The first concerns living veterans, specifically those discharged since 1975. Burglars stole data containing names, Social Security numbers, dates of birth and some disability rating information for up to 26.5 million veterans from the home of a Veterans Affairs data analyst who took the electronic data home, which is a violation of VA policies, according to a statement released Monday.
Although the FBI and the VA inspector general have taken the appropriate precautions by launching full-scale investigations, authorities think that the burglary was random and the thief has no knowledge of the data contents.
Affected veterans should still be on the guard.
"You need to keep an eye on anything suspicious with your records -- a close eye on credit cards and anything with financial security or Social Security numbers on it," said Bud Nelson, commander of Craig's Veterans of Foreign Wars Post 4265.

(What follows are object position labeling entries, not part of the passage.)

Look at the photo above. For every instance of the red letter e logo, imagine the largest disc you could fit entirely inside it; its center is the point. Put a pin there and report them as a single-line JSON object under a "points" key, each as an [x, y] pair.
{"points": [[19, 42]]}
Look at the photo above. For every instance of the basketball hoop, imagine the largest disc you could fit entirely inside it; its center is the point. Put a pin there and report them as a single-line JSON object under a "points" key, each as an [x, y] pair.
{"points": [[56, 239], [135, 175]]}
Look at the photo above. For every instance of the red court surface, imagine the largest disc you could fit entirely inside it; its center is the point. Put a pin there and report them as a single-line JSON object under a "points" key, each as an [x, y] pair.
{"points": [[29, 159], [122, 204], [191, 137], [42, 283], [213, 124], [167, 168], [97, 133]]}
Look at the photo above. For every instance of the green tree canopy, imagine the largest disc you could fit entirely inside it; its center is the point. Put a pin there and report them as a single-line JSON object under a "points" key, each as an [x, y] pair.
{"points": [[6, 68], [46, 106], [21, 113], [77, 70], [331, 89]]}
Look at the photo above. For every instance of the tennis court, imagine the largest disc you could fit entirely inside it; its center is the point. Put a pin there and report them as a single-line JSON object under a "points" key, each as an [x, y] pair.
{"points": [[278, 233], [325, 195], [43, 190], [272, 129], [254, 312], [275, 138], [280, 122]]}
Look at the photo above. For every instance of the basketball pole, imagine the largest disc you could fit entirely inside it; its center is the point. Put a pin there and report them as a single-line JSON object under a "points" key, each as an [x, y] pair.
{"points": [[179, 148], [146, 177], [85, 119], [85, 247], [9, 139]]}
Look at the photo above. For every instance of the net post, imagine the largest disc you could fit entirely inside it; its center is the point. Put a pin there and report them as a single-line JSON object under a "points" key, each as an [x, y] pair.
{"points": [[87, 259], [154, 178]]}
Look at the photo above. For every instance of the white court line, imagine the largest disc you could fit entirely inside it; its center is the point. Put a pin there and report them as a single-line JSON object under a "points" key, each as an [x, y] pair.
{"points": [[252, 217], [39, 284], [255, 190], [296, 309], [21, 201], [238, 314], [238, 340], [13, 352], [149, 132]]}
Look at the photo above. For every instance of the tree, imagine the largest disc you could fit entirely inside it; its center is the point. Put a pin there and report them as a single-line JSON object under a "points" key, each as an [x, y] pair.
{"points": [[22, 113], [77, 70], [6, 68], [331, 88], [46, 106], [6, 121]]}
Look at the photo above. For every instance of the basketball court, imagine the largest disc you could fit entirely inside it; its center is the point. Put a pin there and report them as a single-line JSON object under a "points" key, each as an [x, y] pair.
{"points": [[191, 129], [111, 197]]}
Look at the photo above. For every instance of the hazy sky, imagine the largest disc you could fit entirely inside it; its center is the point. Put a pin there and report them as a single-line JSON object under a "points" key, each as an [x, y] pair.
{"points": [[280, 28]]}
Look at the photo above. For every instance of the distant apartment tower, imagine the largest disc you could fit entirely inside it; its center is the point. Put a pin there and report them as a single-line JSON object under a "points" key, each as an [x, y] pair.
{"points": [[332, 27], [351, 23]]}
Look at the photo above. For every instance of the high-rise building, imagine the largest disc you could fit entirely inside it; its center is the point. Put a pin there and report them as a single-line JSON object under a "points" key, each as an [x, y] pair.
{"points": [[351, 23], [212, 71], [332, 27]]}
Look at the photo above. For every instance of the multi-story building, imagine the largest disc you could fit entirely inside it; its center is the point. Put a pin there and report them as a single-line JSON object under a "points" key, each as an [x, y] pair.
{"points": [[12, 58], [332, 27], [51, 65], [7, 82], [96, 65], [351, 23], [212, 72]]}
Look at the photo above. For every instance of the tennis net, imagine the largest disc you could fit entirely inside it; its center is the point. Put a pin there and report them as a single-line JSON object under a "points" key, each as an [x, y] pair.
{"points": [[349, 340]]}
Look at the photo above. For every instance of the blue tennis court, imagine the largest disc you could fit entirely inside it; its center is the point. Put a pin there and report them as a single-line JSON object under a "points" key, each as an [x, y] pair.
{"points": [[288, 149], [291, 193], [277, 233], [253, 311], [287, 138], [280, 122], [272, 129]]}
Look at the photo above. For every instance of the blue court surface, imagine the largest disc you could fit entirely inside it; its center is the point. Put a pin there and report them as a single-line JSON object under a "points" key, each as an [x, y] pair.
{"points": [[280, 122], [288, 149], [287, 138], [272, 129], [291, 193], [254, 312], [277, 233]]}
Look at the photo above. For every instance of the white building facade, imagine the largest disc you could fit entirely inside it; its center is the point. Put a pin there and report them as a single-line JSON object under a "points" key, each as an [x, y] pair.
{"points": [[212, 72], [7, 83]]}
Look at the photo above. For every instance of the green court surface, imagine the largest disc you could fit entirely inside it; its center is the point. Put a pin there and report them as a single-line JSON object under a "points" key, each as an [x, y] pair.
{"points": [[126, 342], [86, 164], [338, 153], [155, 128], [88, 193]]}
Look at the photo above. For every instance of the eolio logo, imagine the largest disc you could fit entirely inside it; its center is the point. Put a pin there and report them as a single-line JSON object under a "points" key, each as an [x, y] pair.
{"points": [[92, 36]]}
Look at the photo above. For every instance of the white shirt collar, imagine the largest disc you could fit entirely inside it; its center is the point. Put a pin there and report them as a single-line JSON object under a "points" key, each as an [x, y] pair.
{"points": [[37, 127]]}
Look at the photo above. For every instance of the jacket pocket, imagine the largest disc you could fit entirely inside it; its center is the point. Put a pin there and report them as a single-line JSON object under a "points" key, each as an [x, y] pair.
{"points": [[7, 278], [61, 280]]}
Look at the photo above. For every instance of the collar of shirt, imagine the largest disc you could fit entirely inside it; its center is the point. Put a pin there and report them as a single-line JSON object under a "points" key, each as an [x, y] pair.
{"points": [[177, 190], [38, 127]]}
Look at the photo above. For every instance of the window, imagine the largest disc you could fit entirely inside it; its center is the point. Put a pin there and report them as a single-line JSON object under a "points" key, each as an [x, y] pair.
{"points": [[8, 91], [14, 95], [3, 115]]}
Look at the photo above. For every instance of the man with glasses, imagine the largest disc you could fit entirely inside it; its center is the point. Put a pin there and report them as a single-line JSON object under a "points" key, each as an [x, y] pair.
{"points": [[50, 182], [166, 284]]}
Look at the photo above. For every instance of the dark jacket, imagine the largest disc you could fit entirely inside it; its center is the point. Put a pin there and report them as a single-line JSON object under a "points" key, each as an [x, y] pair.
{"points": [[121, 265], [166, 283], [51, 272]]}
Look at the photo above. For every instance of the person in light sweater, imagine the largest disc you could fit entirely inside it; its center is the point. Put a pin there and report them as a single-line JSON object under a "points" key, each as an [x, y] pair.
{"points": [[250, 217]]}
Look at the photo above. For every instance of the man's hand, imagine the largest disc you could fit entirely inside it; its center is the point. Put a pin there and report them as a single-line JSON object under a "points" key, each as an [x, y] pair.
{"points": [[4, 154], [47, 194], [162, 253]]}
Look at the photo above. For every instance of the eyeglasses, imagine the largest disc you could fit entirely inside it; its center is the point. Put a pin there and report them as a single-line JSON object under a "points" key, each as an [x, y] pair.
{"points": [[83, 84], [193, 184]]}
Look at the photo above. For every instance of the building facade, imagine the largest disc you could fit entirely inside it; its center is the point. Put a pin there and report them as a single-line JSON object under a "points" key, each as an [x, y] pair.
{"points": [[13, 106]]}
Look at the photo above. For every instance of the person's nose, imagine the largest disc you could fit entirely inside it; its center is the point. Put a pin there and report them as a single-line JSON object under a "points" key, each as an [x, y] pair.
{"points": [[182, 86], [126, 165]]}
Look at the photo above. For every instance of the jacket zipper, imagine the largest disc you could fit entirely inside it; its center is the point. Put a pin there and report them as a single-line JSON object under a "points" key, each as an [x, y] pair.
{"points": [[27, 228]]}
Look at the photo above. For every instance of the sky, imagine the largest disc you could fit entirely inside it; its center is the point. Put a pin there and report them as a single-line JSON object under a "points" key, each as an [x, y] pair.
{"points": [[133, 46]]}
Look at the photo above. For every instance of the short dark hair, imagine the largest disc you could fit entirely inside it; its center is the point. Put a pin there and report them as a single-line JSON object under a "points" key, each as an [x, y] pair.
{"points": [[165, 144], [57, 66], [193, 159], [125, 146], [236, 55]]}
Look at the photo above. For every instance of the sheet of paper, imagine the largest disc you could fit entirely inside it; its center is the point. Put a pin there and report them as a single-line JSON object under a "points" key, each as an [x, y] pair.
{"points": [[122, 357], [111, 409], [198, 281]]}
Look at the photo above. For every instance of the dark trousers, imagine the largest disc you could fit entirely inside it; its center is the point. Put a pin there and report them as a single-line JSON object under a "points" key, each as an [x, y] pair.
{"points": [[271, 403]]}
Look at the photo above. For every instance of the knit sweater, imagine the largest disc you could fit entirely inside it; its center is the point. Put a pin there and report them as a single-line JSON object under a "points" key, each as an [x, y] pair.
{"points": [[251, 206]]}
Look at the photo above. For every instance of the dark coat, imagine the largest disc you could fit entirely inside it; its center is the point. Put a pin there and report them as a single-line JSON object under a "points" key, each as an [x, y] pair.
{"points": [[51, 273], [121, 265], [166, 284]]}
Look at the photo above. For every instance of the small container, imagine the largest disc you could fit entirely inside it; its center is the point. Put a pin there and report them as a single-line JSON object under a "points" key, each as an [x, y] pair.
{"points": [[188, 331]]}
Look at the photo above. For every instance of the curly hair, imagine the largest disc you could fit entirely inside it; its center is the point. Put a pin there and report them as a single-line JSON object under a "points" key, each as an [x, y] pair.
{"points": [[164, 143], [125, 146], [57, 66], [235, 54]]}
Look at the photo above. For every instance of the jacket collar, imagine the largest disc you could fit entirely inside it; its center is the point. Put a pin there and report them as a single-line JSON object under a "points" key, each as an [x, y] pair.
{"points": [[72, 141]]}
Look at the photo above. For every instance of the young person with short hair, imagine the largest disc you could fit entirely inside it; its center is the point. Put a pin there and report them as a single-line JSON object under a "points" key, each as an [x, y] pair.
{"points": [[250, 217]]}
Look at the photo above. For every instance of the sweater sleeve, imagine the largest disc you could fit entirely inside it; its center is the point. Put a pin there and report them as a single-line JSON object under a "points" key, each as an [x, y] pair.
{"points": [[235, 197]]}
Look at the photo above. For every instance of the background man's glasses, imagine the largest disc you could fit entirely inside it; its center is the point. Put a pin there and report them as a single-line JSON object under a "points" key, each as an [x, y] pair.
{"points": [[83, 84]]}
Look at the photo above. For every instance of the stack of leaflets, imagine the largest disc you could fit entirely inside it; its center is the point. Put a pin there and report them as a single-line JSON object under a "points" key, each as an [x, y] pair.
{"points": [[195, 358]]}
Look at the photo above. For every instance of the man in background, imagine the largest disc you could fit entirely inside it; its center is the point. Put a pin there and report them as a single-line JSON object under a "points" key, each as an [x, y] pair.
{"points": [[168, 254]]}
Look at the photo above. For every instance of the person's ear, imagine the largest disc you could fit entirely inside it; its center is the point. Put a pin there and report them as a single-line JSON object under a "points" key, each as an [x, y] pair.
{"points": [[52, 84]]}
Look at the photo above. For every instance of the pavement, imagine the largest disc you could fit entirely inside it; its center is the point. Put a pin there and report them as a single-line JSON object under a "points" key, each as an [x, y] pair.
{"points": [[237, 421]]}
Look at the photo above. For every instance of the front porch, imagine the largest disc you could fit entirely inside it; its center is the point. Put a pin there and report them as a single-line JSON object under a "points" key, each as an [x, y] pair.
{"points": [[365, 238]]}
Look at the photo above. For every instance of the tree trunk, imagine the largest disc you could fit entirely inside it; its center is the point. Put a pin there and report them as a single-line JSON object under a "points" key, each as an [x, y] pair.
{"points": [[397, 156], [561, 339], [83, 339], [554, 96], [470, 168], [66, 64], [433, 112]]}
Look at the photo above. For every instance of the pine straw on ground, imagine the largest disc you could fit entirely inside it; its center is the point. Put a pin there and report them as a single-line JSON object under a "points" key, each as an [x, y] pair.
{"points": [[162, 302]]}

Veterans concerned about veteran protection can go to www.firstgov.gov or call 1-800-333-4636 to get more information.
To celebrate the sacrifices veterans make for the U.S., events are planned for Memorial Day, which is Monday. Recognizing those who have died while serving our country is important to veterans like Jim Meineke, who served as a Marine Corps infantry rifleman during the Korean War.
"Whatever firefight you were in, anybody that serves, they might have been on the frontline or there's a lot of people supporting behind them, one is just as important as the other," Meineke said.
At 5 p.m. Sunday night, veterans and community members will gather at the Craig Cemetery to place United States flags on the graves of all known military personnel.
"Everybody helps put the flags out -- scout troops, the Bad Dog wrestling team, the girls soccer team will volunteer," Nelson said. "We have a master blueprint of the cemetery. There's about 500 of them, but as we update the chart, if family members check and see it's not there, make sure you please come and tell us."
The VFW and American Legion's joint Memorial Day service begins at 11 a.m. Monday at the cemetery.
"We welcome everyone to come and see what Memorial Day stands for," Meineke said. "There's usually 300 to 400 people there a year. It only lasts about an hour."
The service features the reading of the fallen veterans' names and a 21-gun M1 military rifle salute from the VFW color guard.
"It's a day to honor veterans -- people who gave their lives for our country, not just a longer weekend to get in an extra round of golf," Nelson said. "Take a moment of reflection to think about your freedoms. If you get a chance this weekend, thank a veteran. They're the ones who gave it to you."
The VFW color guard also will be marching in Saturday's Grand Olde West Days parade and conducting a similar Memorial Day service at 2 p.m. Monday at Maybell Cemetery.
Meeker's Memorial Day service takes place at 10 a.m. Monday at Highlands Cemetery.